Inscription de l'anomie dans le droit
Le 28 juin 2004, après une attente de deux ans et demi, la Cour suprême des Etats-Unis s'est prononcée sur le recours introduit par 16 prisonniers de Guantanamo.
Les arrêts de la Cour suprême des Etats-Unis, jugeant recevables les plaintes de détenus de Guantanamo et leur accordant le droit d'être jugés devant une juridiction civile, furent généralement accueillis comme un retour de l'Etat de droit, limitant l'arbitraire de l'exécutif. Pourtant, un examen plus attentif du jugement nous montre qu'il s'agit avant tout d'une réintégration de la violence pure dans l'ordre juridique, d'un acte confirmant les compétences de magistrat que le président s'est attribuées. Il s'agit ainsi d'un acte constituant, celui d'un nouveau régime politique.
Cette Cour, garante de la Constitution, a rendu deux arrêts importants.
Dans le premier jugement, concernant l'affaire "Shafik Rasul v. Bush", les requérants sont des citoyens de Grande Bretagne et d'Australie. Ils ont été appréhendés à l'étranger, dans le cadre de la 'guerre contre le terrorisme'. Ils ont été incarcérés, à Guantanamo Bay, sans charge ou preuve d'un délit et sans possibilité d'établir leur innocence. Le gouvernement affirme qu'il peut détenir indéfiniment les requérants sous ces conditions et qu'aucun tribunal n'a juridiction pour examiner les causes de leur détention.
Une seule question fut finalement formulée. Elle visait à déterminer " si les tribunaux américains font défaut pour examiner les requêtes d'étrangers, capturés à l'étranger en connexion avec les hostilités et incarcérés à la base navale de Guantanamo Bay à Cuba."

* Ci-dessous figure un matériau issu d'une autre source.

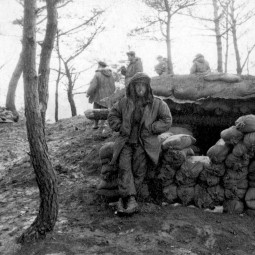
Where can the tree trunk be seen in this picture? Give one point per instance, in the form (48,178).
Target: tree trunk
(71,102)
(234,34)
(70,90)
(218,35)
(10,99)
(227,41)
(47,47)
(168,45)
(45,175)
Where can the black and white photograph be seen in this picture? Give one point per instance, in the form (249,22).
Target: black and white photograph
(127,127)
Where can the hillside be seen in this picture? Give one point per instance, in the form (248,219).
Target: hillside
(87,223)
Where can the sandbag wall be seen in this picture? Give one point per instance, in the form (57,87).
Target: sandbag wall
(225,176)
(196,179)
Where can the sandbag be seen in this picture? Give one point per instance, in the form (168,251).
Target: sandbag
(202,198)
(232,183)
(246,124)
(164,136)
(231,78)
(215,169)
(236,163)
(209,179)
(180,130)
(218,152)
(227,77)
(178,142)
(111,193)
(107,184)
(237,175)
(166,175)
(250,198)
(216,193)
(235,194)
(175,158)
(181,178)
(233,206)
(194,165)
(170,193)
(249,140)
(251,168)
(231,135)
(106,151)
(185,194)
(240,149)
(251,184)
(107,168)
(251,176)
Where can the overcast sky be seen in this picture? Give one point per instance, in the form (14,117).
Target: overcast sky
(189,38)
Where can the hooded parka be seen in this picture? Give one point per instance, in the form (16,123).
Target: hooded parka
(101,86)
(134,67)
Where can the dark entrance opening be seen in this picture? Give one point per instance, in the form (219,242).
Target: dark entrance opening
(206,137)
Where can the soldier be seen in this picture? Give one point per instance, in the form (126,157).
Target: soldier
(135,65)
(200,65)
(101,86)
(139,118)
(161,67)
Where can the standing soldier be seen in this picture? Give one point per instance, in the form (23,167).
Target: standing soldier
(161,67)
(101,86)
(139,118)
(135,65)
(200,65)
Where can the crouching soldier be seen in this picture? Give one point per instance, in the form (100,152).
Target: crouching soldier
(139,118)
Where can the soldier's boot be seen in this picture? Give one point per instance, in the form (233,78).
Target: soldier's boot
(132,205)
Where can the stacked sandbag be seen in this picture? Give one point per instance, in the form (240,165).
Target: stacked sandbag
(175,151)
(238,163)
(187,176)
(108,183)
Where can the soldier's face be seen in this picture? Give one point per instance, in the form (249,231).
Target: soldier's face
(140,89)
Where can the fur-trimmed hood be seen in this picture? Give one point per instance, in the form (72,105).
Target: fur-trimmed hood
(130,89)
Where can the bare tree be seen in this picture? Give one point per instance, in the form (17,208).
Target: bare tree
(165,10)
(91,27)
(213,23)
(45,175)
(47,47)
(238,16)
(10,99)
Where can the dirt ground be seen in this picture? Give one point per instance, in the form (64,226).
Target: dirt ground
(87,224)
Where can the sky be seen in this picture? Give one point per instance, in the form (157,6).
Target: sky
(189,38)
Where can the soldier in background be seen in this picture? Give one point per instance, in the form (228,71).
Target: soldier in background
(135,65)
(101,86)
(161,67)
(200,65)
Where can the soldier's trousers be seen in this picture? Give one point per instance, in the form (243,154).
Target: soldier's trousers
(132,169)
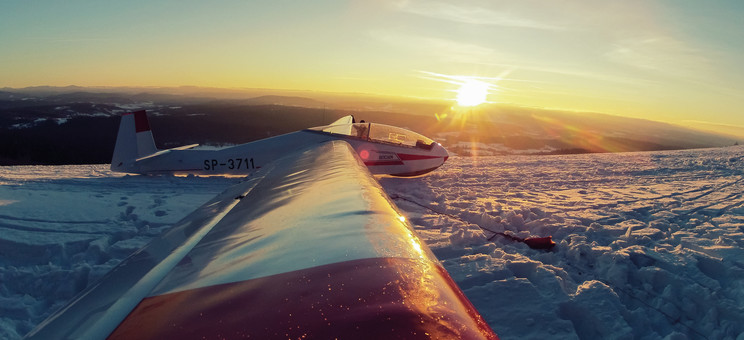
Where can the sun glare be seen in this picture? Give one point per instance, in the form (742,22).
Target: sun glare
(472,92)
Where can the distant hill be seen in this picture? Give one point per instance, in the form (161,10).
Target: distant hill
(74,125)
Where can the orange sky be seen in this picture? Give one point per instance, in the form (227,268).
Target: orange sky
(674,61)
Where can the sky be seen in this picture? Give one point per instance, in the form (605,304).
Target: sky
(677,61)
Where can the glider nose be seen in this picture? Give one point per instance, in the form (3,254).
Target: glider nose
(440,151)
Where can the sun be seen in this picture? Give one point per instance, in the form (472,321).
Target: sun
(472,92)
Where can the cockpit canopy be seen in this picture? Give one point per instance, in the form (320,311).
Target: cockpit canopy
(373,132)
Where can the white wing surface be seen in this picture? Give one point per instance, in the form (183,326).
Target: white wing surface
(309,247)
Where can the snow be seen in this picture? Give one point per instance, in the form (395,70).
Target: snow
(649,245)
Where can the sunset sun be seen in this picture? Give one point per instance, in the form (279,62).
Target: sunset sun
(472,92)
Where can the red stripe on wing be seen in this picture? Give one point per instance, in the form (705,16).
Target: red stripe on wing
(379,298)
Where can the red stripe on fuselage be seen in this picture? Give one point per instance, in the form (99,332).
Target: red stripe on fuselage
(371,163)
(379,298)
(409,157)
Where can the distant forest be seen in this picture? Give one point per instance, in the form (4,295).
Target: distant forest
(55,132)
(51,126)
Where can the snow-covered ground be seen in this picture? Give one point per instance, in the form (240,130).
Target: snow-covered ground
(649,245)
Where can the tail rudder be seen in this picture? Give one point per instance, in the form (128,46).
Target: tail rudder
(133,141)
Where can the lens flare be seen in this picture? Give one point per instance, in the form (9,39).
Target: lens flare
(472,92)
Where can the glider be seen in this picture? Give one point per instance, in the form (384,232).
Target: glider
(384,149)
(309,246)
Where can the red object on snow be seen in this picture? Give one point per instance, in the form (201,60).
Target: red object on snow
(540,242)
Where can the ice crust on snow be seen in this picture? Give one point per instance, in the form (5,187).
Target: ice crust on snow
(649,245)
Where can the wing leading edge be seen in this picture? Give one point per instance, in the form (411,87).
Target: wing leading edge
(311,247)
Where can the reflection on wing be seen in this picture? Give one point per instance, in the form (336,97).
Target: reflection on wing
(310,247)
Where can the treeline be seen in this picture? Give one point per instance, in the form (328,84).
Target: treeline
(91,139)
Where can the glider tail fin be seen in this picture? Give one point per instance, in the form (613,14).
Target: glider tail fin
(133,141)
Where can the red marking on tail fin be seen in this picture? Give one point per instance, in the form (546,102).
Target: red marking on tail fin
(141,123)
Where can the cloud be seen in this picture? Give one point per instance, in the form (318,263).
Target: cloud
(470,14)
(444,49)
(660,54)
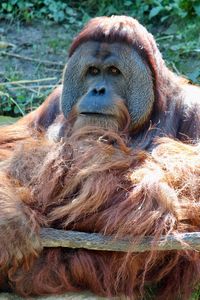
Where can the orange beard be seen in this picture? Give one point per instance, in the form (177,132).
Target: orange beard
(93,181)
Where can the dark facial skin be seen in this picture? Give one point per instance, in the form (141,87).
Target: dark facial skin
(99,76)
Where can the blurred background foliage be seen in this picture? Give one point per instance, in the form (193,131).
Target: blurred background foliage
(174,23)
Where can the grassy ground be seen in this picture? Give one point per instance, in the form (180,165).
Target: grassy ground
(33,55)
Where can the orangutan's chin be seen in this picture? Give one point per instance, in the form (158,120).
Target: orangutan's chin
(97,120)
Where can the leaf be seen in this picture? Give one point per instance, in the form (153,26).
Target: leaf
(155,11)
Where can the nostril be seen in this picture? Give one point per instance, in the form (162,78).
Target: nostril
(94,92)
(98,91)
(102,91)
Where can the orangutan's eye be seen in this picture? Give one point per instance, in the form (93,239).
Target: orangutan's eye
(114,71)
(93,71)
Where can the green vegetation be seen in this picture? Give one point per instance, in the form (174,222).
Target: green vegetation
(174,23)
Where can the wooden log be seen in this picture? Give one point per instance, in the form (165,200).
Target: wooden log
(95,241)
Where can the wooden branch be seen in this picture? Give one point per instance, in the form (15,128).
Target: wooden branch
(95,241)
(44,62)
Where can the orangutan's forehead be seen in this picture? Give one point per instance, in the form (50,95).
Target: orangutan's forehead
(102,50)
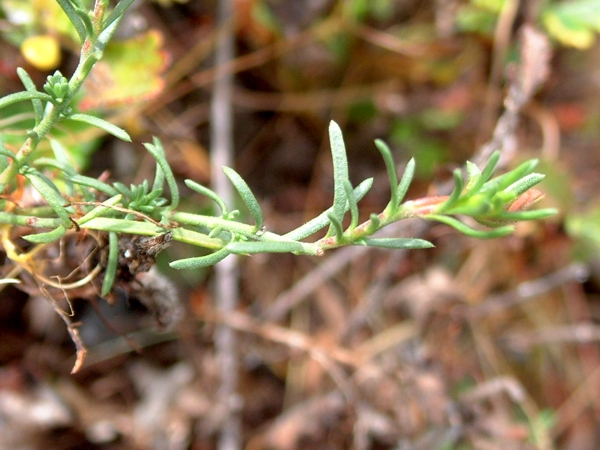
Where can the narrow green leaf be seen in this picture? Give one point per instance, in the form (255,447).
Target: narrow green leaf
(336,225)
(38,109)
(322,220)
(525,183)
(535,214)
(118,12)
(111,265)
(107,33)
(340,175)
(71,13)
(50,194)
(246,194)
(5,154)
(405,181)
(398,243)
(200,262)
(353,205)
(473,175)
(251,247)
(23,96)
(391,170)
(47,237)
(157,150)
(471,232)
(159,178)
(102,124)
(374,225)
(503,181)
(208,193)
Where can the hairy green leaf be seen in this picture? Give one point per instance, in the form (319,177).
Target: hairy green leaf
(111,265)
(322,220)
(251,247)
(405,181)
(200,262)
(38,109)
(23,96)
(340,175)
(391,170)
(47,237)
(208,193)
(398,243)
(247,196)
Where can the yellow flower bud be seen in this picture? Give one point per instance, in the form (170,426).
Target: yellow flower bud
(42,52)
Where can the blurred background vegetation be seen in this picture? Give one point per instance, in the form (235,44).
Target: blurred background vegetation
(474,344)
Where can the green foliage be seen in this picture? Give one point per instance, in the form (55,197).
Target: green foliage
(572,23)
(76,202)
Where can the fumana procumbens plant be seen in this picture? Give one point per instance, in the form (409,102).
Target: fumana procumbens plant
(75,203)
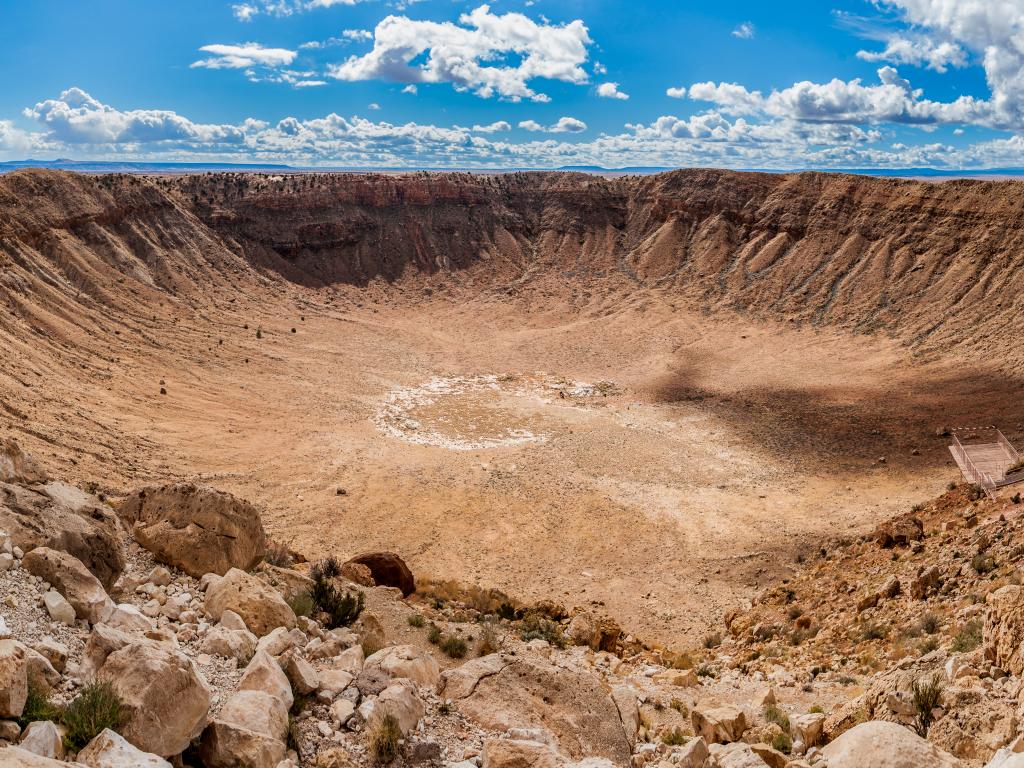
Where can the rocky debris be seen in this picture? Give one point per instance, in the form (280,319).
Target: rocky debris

En réponse, la Cour rappelle que les cours des Etats-Unis sont traditionnellement ouvertes aux non-résidents. Elles ont la possibilité d'examiner la légalité de la détention de détenus étrangers, capturés à l'étranger en relation avec les hostilités et incarcérés à la base de Guantanamo. Elle précise "que les tribunaux de district ont juridiction pour entendre les contestations de requérants, sur base d'une procédure d'habeas corpus, sous 28 U.S.C.& 2241, qui autorise les tribunaux de district dans leur juridiction respective à admettre les requêtes d'habeas corpus de personnes affirmant être détenues en violation avec les lois... des Etats-Unis. De telles juridictions s'étendent aux étrangers, détenus dans un territoire sur lequel les Etats-Unis exercent une pleine et exclusive juridiction mais non une souveraineté en dernière instance".
Ainsi, la Cour suprême estime que les "combattants irréguliers", terme utilisé par l'administration américaine pour désigner les détenus capturés en Afghanistan et ne disposant pas de la nationalité américaine, peuvent s'opposer à leur emprisonnement devant une juridiction civile, en contestant que cette incrimination leur soit applicable.

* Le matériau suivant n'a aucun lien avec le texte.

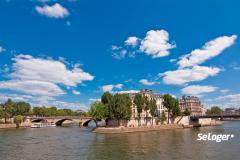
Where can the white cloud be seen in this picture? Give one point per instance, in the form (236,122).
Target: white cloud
(230,98)
(120,54)
(110,87)
(147,82)
(70,105)
(235,66)
(32,87)
(132,41)
(75,92)
(208,51)
(54,11)
(198,90)
(172,60)
(2,49)
(128,91)
(156,43)
(26,67)
(41,78)
(182,76)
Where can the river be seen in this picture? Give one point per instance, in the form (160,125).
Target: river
(74,143)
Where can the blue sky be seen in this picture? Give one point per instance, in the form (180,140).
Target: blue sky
(67,52)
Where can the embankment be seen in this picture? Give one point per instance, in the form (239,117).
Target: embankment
(135,129)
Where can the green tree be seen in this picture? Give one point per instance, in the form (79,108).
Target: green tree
(1,112)
(146,107)
(172,106)
(152,108)
(18,120)
(168,102)
(22,108)
(107,99)
(139,102)
(176,110)
(163,117)
(121,107)
(9,109)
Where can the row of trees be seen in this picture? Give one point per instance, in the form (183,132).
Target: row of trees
(12,109)
(118,107)
(143,103)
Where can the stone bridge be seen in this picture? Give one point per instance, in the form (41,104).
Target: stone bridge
(59,120)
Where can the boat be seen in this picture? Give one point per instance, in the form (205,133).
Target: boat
(42,125)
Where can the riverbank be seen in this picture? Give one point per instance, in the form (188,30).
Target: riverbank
(13,125)
(137,129)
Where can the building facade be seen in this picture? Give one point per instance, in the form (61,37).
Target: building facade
(192,104)
(150,95)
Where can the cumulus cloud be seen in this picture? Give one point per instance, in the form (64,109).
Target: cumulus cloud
(224,90)
(41,78)
(110,87)
(182,76)
(208,51)
(198,89)
(26,67)
(54,11)
(230,97)
(132,41)
(147,82)
(156,43)
(75,92)
(128,91)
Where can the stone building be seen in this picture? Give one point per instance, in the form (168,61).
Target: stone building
(151,95)
(192,104)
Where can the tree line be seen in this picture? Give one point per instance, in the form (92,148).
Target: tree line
(11,109)
(118,107)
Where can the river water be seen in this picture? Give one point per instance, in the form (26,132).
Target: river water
(74,143)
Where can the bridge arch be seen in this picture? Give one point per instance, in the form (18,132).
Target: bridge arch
(39,120)
(59,122)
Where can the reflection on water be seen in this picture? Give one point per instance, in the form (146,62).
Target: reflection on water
(74,143)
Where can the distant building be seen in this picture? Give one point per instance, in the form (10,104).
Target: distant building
(231,111)
(151,95)
(192,104)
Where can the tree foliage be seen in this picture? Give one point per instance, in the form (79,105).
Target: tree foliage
(18,120)
(163,117)
(186,112)
(98,110)
(172,106)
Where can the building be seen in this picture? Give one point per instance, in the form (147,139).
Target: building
(192,104)
(231,111)
(151,95)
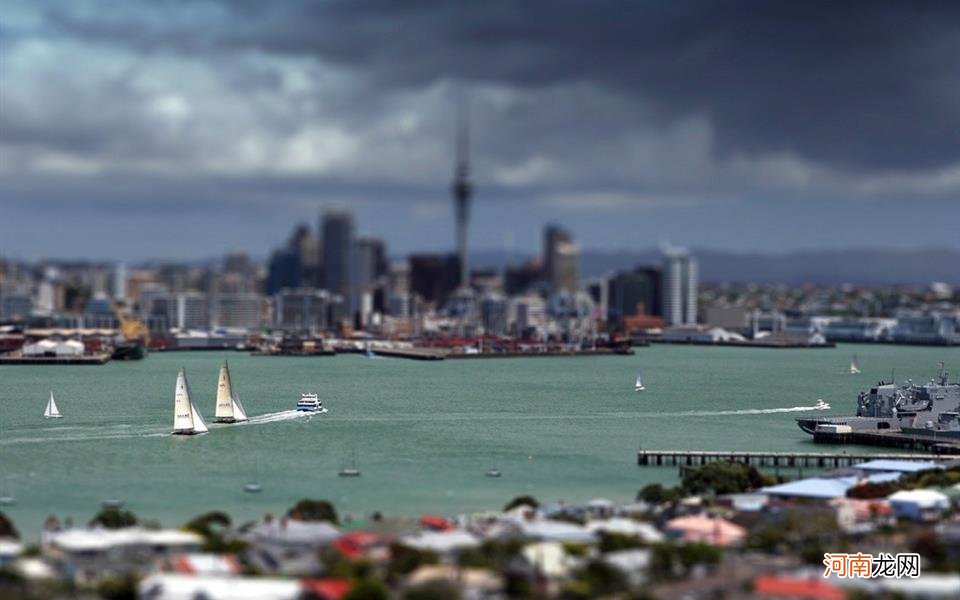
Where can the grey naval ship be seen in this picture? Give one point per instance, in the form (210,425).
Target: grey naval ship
(924,410)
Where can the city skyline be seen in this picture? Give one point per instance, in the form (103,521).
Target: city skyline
(176,131)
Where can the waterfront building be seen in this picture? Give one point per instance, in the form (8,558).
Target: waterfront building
(598,288)
(243,310)
(306,246)
(519,279)
(493,313)
(119,287)
(337,243)
(434,276)
(302,309)
(192,311)
(284,270)
(680,281)
(634,293)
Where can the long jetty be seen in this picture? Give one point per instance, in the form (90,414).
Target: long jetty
(658,458)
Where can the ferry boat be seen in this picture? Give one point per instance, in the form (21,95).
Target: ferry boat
(310,403)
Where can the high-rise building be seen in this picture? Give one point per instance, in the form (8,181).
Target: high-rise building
(307,248)
(434,276)
(284,270)
(304,309)
(238,310)
(192,311)
(680,284)
(337,242)
(462,193)
(565,264)
(561,259)
(553,234)
(634,293)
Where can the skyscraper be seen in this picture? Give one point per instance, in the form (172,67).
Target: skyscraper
(680,283)
(561,259)
(462,193)
(337,231)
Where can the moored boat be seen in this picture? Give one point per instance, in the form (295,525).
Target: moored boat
(229,408)
(310,403)
(186,418)
(51,411)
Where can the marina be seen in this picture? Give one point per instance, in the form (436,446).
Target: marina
(823,460)
(428,431)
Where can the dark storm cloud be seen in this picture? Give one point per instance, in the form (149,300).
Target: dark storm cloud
(853,86)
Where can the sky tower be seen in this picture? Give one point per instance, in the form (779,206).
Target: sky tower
(462,192)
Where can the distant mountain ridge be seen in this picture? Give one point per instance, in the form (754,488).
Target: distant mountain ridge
(825,267)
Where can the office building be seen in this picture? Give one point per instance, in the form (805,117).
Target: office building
(680,281)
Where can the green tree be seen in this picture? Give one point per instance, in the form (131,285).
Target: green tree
(521,501)
(7,529)
(724,477)
(656,493)
(368,589)
(313,510)
(114,518)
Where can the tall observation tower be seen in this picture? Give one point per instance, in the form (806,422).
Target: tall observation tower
(462,192)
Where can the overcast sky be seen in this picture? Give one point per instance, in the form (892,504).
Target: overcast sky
(185,129)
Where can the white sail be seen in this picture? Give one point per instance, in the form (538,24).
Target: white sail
(224,394)
(238,411)
(854,366)
(182,411)
(51,411)
(199,425)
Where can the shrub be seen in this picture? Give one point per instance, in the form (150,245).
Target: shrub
(521,501)
(114,518)
(313,510)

La Cour précise bien que c'est sur base d'une requête, contestant le fait d'être, sans jugement, tenu indéfiniment à la disposition de l'exécutif, que les détenus ont la possibilité de contester la légalité de leur détention. Ainsi, le terme de légalité ne concerne pas l'incrimination de "combattant illégal" elle-même. Le jugement offre seulement la possibilité, pour le requérant, de contester le fait qu'il était "engagé dans des combats ou des actes de terrorisme contre les Etats-Unis".
Le deuxième arrêt, dénommé HAMDI v. Rumsfeld, concerne les américains détenus avec le statut de "combattant ennemi". Avant le jugement de la Cour suprême, le point de vue du gouvernement avait été conforté par un jugement de la Cour d'appel de la 4ième circonscription, qui tenait la détention du requérant pour légalement autorisée. Ce tribunal "était entièrement d'accord sur le fait qu'il n'ait pas la possibilité de contester sa désignation de combattant ennemi". Ce jugement a permis au gouvernement de soutenir qu'il existait une jurisprudence récente ratifiant l'emprisonnement indéfini d'un citoyen américain.

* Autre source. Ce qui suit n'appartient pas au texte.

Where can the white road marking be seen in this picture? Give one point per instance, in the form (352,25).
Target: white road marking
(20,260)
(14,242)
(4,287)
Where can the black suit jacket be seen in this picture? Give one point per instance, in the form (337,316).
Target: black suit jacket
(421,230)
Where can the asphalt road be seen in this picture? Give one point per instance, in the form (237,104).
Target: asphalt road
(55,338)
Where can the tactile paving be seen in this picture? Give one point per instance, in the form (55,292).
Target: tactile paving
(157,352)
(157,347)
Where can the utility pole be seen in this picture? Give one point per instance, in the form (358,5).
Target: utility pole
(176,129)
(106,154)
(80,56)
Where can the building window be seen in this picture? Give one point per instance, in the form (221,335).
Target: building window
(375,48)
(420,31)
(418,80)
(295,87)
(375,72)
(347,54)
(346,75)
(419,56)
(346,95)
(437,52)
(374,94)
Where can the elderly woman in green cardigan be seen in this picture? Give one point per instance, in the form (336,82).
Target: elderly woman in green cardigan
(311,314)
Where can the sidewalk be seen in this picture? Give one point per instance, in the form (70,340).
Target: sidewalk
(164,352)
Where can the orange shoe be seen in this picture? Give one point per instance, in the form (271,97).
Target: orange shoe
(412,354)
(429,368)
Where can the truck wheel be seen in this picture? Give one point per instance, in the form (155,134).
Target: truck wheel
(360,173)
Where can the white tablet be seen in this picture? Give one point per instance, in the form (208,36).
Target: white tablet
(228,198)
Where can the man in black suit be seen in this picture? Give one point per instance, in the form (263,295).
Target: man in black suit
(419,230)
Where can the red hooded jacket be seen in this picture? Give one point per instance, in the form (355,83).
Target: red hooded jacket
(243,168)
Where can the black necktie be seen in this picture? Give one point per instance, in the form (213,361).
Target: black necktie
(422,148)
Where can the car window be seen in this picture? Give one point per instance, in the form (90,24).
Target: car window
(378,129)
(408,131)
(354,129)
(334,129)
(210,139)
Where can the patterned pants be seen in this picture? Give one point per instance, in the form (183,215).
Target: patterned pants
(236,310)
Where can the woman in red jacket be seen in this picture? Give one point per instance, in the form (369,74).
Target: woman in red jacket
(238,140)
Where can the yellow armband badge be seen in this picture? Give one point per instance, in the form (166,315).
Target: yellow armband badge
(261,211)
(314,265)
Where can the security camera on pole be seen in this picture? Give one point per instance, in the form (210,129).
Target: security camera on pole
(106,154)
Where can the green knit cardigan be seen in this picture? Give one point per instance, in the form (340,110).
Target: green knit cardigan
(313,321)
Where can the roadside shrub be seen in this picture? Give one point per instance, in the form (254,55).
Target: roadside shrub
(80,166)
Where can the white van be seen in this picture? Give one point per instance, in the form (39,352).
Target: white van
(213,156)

Les questions présentées à la Cour suprême sont :
« La Constitution permet elle aux fonctionnaires de l'exécutif de détenir indéfiniment un citoyen américain dans une prison militaire aux Etats-Unis, en le tenant à l'écart de toute communication et en lui déniant l'accès à un avocat, avec aucune possibilité de mettre en question la base factuelle de sa détention devant un tribunal impartial, sur la seule base qu'il fut capturé à l'extérieur, dans le théâtre de la guerre au terrorisme, et désigné par l'exécutif comme un ennemi combattant ?"
"Dans une procédure d'habeas corpus, qui met en cause la détention indéfinie d'un citoyen américain, arrêté à l'étranger, détenu aux Etats-Unis et que l'exécutif a déclaré 'ennemi combattant', la doctrine de la séparation des pouvoirs exclut elle qu'un tribunal fédéral puisse appliquer les procédures statutaires ordinaires et mener une enquête quant à la base factuelle de la justification de la détention mise en avant par l'exécutif"?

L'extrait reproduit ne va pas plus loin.